England’s Prince Harry is marrying American actress Meghan Markle. I reckon now’s a good time to give the royal couple a proper American middle-finger salute. And to thank our lucky stars that our Founding Fathers dumped the English monarchy in favor of a constitutional republic. Strangely, the American media don’t share my antipathy to royal weddings . . .
To say U.S. news orgs have been gushing with pro-royal hyperbole is to take the art of English understatement to a new level. And it’s going to get much, much worse. Or better, I suppose, if you’re in the ratings biz. Or if you like that kind of thing.
Truth be told, the average American loves them some UK royalty. They’re enthralled by the “fairy tale” quality of an English royal wedding. Entranced by the costumes, tradition, pomp and circumstance, they give no more thought to the political ramifications of the British royal family than they do the immigration status of the Kardashians’ domestic help. Less, in fact.

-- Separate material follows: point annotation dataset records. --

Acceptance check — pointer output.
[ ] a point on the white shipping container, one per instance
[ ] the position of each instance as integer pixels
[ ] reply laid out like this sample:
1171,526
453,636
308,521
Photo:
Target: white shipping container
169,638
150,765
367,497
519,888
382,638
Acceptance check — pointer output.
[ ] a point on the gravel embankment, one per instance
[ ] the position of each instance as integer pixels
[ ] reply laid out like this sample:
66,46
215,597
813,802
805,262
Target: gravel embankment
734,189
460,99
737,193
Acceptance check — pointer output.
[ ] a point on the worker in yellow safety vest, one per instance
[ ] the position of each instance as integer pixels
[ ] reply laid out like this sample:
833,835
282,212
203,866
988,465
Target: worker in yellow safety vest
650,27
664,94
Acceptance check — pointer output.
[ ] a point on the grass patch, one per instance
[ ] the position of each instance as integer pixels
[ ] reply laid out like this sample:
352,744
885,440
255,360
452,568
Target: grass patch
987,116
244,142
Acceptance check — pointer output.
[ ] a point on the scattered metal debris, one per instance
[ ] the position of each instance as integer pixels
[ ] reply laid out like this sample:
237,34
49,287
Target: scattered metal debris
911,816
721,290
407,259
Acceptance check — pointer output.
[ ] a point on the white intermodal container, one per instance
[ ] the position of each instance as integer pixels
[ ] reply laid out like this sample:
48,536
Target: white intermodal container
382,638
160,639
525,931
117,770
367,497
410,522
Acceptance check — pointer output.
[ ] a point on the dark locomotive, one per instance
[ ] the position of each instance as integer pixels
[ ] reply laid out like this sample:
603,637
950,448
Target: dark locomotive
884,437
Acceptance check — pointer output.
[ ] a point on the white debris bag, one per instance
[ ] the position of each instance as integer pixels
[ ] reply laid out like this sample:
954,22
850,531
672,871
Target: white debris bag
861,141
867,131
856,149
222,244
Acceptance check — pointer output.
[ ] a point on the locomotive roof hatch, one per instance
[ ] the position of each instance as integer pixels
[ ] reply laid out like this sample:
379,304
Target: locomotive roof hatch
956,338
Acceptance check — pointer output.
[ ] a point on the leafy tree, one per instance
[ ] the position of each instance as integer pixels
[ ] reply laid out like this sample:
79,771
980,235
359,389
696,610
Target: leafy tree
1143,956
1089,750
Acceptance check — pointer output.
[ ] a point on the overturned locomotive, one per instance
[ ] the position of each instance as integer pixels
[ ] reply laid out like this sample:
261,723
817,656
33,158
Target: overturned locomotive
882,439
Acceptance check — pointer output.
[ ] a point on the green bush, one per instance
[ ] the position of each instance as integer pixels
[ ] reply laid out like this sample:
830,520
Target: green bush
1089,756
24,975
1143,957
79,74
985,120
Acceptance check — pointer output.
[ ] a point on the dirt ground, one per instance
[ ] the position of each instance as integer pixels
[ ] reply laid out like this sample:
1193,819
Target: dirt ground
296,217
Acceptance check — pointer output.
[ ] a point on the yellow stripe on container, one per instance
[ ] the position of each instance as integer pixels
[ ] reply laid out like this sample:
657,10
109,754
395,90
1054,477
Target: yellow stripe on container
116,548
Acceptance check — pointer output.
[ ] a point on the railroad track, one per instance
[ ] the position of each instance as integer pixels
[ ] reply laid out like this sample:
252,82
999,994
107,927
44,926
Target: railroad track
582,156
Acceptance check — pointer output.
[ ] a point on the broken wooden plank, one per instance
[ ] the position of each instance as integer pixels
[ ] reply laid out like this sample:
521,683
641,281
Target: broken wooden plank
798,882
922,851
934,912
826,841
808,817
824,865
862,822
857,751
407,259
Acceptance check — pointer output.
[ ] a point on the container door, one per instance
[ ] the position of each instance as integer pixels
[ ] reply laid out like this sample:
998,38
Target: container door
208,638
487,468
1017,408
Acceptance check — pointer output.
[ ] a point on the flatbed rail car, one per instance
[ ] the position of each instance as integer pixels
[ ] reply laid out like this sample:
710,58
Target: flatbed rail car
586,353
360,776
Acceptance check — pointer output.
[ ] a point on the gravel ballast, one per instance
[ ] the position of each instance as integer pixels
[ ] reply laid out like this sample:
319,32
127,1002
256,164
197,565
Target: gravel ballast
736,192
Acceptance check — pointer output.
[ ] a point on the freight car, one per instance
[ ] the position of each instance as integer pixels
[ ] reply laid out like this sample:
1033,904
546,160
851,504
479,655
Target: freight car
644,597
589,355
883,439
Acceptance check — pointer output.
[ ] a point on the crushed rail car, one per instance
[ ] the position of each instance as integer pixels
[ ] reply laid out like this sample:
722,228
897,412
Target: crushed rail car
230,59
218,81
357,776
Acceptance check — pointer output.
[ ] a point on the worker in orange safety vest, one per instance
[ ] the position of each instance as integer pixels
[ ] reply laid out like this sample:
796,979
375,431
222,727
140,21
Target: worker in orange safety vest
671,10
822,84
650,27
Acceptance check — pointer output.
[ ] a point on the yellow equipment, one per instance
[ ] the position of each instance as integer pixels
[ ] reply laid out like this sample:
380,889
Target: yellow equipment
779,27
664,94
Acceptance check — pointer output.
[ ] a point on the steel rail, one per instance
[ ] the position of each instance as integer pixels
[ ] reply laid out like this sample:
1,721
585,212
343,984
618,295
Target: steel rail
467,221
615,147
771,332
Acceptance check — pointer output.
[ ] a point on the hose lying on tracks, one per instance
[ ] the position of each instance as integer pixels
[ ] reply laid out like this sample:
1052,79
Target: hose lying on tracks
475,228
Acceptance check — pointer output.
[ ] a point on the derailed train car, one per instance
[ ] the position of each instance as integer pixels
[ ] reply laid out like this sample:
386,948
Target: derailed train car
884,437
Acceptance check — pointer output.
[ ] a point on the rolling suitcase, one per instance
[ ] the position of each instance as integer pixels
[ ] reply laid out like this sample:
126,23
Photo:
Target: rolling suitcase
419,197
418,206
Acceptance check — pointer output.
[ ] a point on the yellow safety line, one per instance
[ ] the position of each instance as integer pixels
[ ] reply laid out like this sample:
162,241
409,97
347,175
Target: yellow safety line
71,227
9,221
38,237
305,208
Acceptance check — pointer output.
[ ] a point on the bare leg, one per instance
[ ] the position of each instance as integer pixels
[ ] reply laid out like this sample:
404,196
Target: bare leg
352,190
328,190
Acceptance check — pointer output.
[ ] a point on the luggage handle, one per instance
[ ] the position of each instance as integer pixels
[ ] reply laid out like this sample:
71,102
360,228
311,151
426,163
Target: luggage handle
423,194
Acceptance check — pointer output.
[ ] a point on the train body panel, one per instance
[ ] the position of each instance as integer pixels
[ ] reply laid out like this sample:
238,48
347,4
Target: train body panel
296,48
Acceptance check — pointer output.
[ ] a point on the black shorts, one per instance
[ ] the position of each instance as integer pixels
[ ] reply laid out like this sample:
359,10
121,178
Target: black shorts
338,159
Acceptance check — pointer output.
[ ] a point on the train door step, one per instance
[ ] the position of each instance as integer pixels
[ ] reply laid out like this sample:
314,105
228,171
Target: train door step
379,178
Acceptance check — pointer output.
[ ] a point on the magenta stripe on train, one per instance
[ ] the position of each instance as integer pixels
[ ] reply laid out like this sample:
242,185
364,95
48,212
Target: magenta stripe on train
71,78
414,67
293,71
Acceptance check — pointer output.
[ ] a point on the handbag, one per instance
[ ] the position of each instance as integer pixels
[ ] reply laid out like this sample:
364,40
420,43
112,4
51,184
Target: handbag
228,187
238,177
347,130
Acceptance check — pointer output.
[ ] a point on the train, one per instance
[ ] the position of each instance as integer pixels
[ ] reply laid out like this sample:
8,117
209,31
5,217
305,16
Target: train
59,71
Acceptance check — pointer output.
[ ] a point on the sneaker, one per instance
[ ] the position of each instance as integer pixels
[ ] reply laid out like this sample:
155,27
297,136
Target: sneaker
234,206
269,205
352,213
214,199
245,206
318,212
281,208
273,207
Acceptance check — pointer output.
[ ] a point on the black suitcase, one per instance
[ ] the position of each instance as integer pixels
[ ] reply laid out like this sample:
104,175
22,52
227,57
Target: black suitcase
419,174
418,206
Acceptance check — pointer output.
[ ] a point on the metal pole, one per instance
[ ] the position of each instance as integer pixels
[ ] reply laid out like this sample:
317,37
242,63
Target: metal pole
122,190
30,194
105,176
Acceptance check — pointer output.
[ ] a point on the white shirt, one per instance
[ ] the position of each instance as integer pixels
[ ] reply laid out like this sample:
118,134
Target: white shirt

As Valley Girls used to say back in the day, gag me with a spoon. And not a silver one, thank you very much. Not to put too fine a point on it, an American celebrating a royal wedding is like a Jew celebrating a Nazi rally.
I remind those who say that the British monarchy is merely ceremonial that the people living inside the U.K. are subjects of the Queen, not citizens. It is still Her Majesty’s Government. And the government’s upper chamber — the House of Lords — remains an unelected body with 92 hereditary peers; the majority of remaining Lords being life peers appointed by the Queen.
Is it any wonder the U.S. doesn’t have a royal family and does have a Second Amendment? Not to me or any other student of history it isn’t. The Founding Fathers made the right to keep and bear arms protected right number two to forestall tyrannical government, be it democratically elected or hereditary. If not for the 2A — and the rest of the Constitution — we’d be watching Prince Disick marrying Lady Kourtney.
But hey, who studies history? Certainly not the average American. They could no more name the Founding Fathers than find the Isle of Wight on a map (after they were assured it’s not a racist enclave, once they learned what the word “enclave” means).
In the spirit of Anglo-American friendship — as demonstrated by the Brits’ measured reaction to Donald Trump’s anti-Islamic terrorism Tweets — here’s a factoid lesson for the educationally challenged hard-of-thinking: The House of Windsor is German. Saying that, Harry’s mother wasn’t German and his father, well, judge for yourself.
Somehow I don’t think any of this puts anyone off the Royal
soap opera family. Oh well. Enjoy the show folks. But please, keep clinging bitterly to your guns and bibles. That is all.